O Estado de S. Paulo, n. 46862, 05/02/2022. Economia & Negócios, p. B15

Ações por assédio crescem no país após longo período de queda 

Marina Dayrell


 

No início da pandemia, os casos de assédio moral e sexual registrados no Tribunal Superior do Trabalho (TST) diminuíram, segundo especialistas, influenciados pelo medo do desemprego e pelas incertezas do momento. No entanto, dados do TST mostram que os registros de assédio voltaram a crescer em 2021. De um lado, a queda de lucro e a pressão por produtividade podem ter motivado o aumento. Por outro, a maior facilidade em obter provas digitais e o aumento do nível de confiança dos trabalhadores em relação ao emprego também podem ter impulsionado a maior judicialização dos casos.

Em 2021, foram registrados 3.049 processos de assédio sexual e 52.936 de assédio moral nas varas de trabalho pelo País, segundo o TST. Nos últimos seis anos, a maior queda, em ambos os tipos, ocorreu em 2018. Naquele ano, foi registrado cerca de um terço do total de casos de assédio moral do ano anterior – metade dos de assédio sexual. Já em 2019, os números ensaiaram um aumento novamente, mas o primeiro ano da pandemia fez com que caíssem, dessa vez de forma menos acentuada.

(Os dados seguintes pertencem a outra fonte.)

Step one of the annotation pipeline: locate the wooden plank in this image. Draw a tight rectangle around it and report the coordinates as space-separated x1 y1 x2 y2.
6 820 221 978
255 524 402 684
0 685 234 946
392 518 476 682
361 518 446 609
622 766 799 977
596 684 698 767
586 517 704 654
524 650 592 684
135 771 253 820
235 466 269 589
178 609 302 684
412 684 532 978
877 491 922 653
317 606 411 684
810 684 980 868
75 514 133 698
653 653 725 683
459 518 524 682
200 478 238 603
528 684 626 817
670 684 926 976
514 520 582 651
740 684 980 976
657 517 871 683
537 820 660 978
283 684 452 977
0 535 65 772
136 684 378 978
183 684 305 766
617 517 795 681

Para o TST, ambos os movimentos podem ser explicados pelo contexto legal e econômico. "Com a reforma trabalhista de 2017, foi introduzido na CLT o princípio da sucumbência, o que significa que a parte que perder total ou parcialmente a ação tem de pagar os honorários do advogado da parte contrária e as custas do processo", explica a ministra Maria Cristina Peduzzi, presidente do TST e do Conselho Superior da Justiça do Trabalho (CSJT). "O reclamante só vai ajuizar uma ação se tiver uma prova consistente. Principalmente no assédio sexual, por geralmente ocorrer entre duas pessoas, a prova é difícil de ser produzida."

A leve elevação dos números em 2019, diz a ministra, pode ter relação com o maior uso de provas digitais, como registros de celular e redes sociais, que ajudam a embasar os casos. No entanto, a pandemia impôs mudanças econômicas para os trabalhadores, o que pode ter impactado na queda de ações. "A pandemia deslocou o foco. Em 2020, preponderantemente as ações propostas envolveram questões próprias das rescisões contratuais, porque ocorreram muitas. As pessoas estavam mais preocupadas em ter e manter o trabalho", diz.

Assédio Remoto. Dados da consultoria de gestão de riscos e compliance ICTS Protiviti (que recebe denúncias em empresas) mostram que o distanciamento do home office não diminuiu os casos de assédio. No início de 2020, a quantidade de denúncias de assédio recebidas seguiam uma ordem crescente de cerca de 33%, comparada à do ano anterior. Os números caíram quase 50% em abril e depois dispararam de novo.

Já em 2021, o mercado de trabalho mostrou sinais de recuperação, as contratações cresceram e o regime presencial avançou. No primeiro semestre, os assédios moral e sexual registraram 31 mil denúncias, em 347 empresas. O índice representa quase o triplo do registrado em 2019 e em 2020.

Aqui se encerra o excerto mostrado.